India developer says homegrown Covid-19 vaccine is 81% effective

·2 min read
A senior citizen waits to receive a Covid-19 coronavirus vaccine at the Rajawadi hospital in Mumbai on March 3, 2021

Indian pharmaceutical firm Bharat Biotech said Wednesday its domestically developed vaccine, criticised for being rolled out before final trials, was found in interim late-stage data to have almost 81 percent efficacy in preventing Covid-19 infection.

Questions had been raised by Indian medical experts about the effectiveness of Bharat Biotech's "Covaxin" after officials authorised it for emergency use in January even though its Phase 3 trials -- the last stage before regulatory approval -- were not complete.
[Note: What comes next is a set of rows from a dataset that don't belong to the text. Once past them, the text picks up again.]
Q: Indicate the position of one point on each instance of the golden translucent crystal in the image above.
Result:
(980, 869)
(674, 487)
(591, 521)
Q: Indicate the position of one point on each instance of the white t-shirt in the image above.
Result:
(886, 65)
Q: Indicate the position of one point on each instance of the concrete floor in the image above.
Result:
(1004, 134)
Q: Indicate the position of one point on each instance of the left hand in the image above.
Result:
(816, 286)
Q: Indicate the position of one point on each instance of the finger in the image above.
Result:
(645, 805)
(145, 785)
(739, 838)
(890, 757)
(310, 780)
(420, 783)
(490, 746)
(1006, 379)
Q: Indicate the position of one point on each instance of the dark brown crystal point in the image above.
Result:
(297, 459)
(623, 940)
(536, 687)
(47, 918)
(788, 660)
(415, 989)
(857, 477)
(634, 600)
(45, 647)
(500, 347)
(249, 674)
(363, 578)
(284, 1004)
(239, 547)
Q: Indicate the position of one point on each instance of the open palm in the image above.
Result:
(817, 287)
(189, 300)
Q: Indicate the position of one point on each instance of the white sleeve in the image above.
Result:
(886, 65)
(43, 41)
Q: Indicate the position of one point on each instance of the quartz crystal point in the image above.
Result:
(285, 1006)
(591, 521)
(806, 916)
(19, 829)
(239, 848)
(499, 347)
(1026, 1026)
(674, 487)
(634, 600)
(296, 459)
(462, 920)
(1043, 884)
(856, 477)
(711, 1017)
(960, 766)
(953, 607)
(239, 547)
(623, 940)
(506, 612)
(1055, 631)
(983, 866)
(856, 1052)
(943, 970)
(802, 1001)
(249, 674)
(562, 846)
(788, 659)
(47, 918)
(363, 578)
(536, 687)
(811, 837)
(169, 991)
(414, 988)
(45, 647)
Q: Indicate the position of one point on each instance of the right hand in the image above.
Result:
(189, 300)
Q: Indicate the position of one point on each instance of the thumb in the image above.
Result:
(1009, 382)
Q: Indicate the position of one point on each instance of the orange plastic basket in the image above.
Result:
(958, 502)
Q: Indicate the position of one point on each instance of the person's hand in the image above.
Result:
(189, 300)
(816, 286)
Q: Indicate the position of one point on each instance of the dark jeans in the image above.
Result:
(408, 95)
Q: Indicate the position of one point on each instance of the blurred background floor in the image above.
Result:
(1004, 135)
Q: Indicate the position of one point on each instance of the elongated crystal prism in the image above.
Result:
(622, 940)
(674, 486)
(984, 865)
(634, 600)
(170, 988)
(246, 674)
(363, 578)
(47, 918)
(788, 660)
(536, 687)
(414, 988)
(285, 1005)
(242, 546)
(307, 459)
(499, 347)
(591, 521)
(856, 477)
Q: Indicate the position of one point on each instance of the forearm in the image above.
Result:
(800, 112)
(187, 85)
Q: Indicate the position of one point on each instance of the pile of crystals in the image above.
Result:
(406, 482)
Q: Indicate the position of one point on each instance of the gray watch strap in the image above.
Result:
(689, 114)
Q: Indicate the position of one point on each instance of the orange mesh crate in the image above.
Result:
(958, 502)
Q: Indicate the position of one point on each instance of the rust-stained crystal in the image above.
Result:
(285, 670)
"Covaxin (not only) demonstrates high clinical efficacy trend against Covid-19 but also significant immunogenicity against the rapidly emerging variants," Bharat Biotech chairman Krishna Ella said in a statement.
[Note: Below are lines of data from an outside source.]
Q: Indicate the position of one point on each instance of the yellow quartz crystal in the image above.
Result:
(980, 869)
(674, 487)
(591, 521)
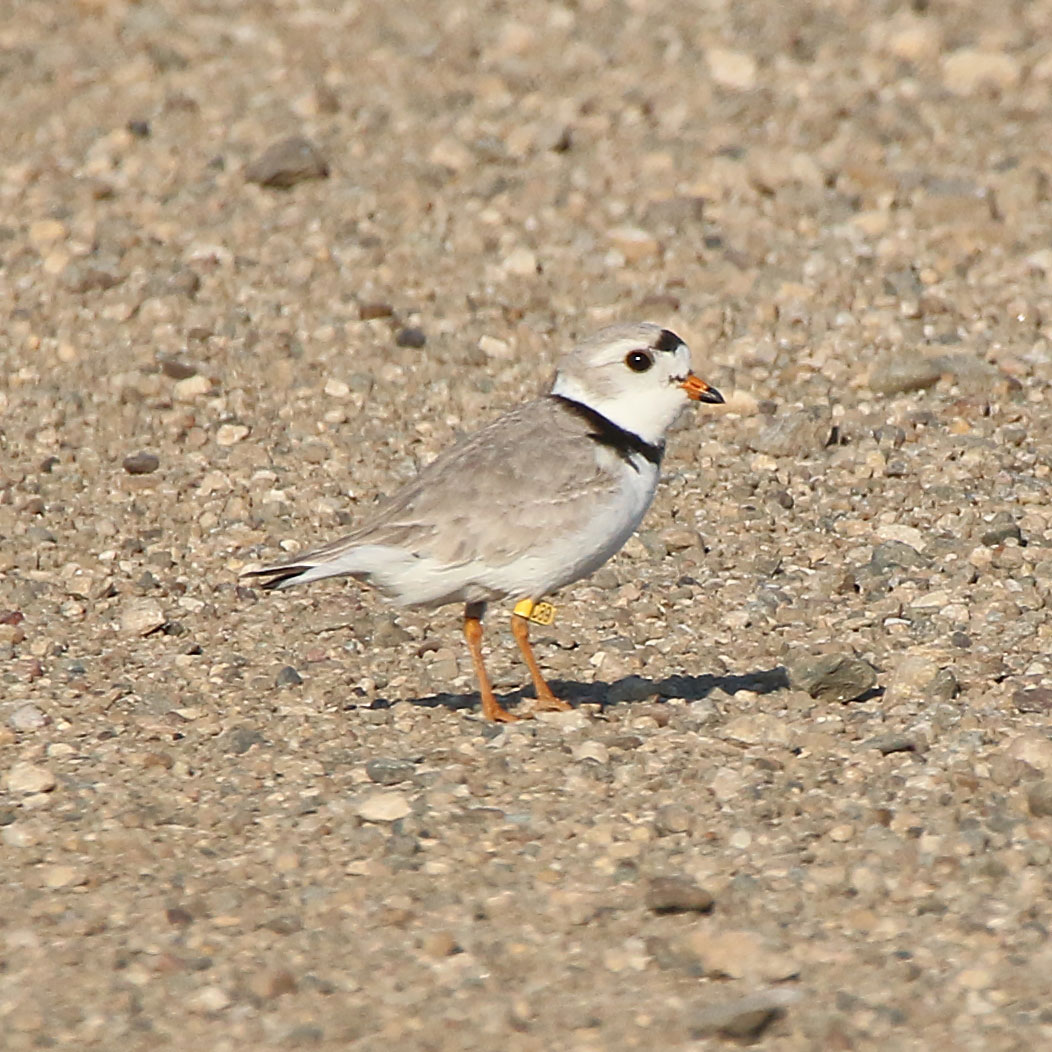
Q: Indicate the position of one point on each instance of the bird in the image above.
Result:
(535, 500)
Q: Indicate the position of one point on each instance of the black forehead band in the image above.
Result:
(667, 340)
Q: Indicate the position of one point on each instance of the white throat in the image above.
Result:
(646, 413)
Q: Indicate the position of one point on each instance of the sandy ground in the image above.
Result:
(805, 796)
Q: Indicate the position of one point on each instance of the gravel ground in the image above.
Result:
(259, 262)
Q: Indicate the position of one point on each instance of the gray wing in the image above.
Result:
(532, 469)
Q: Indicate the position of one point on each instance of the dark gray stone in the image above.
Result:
(287, 162)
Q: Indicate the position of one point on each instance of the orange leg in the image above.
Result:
(491, 708)
(546, 701)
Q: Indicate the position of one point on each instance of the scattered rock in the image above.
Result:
(1032, 748)
(793, 435)
(141, 463)
(287, 162)
(896, 555)
(25, 777)
(272, 984)
(384, 807)
(831, 678)
(410, 338)
(887, 744)
(740, 955)
(915, 675)
(675, 894)
(901, 372)
(630, 689)
(733, 69)
(240, 740)
(388, 771)
(142, 616)
(287, 676)
(27, 717)
(64, 876)
(742, 1018)
(1000, 533)
(673, 818)
(82, 276)
(1039, 800)
(1033, 700)
(969, 71)
(210, 998)
(633, 243)
(229, 435)
(440, 944)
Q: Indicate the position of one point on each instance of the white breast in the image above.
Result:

The company added that "severe, serious, and medically attended adverse events occurred at low levels and were balanced between vaccine and placebo groups".

It said interim phase 3 trial results for Covaxin -- co-developed with the scientific agency leading the government's response, the Indian Council for Medical Research -- were based on 43 cases of Covid-19 among 25,800 participants.

Of the 43 cases, 36 were recorded in participants who received a placebo and seven in those who were given Covaxin, pointing to an efficacy rate of 80.6 percent after two doses for those who had not previously been infected by the virus, the company added.

The firm said it would share further interim analysis after 87 cases, with a final analysis planned for 130 cases.

The data from the second and final studies would also be submitted to a peer-reviewed journal for publication, it added.

Covaxin, alongside the AstraZeneca/Oxford shot, is one of two vaccines approved for use in India.

The AstraZeneca/Oxford vaccine has been found to be about 62 percent effective in preventing infection. The Pfizer-BioNTech and Moderna vaccines were found to be more than 90 percent effective.

Fears about the lack of efficacy data for Covaxin as India's mass vaccination drive kicked off in mid-January saw some medical workers, including doctors, refuse to get the jab.

Activists had also accused the firm of cutting corners and breaching rules in conducting trials in India.

Prime Minister Narendra Modi took the Covaxin shot on Monday as the country opened up the process to those over 60 and any over-45s with serious illnesses.

Some 15 million shots have been administered so far in the vaccination programme, the health ministry said Wednesday.

The country has the world's second-highest caseload with more than 11.1 million infections.

The daily increase in cases has fallen sharply this year after peaking in September, although some regions have seen an uptick in infections in recent weeks.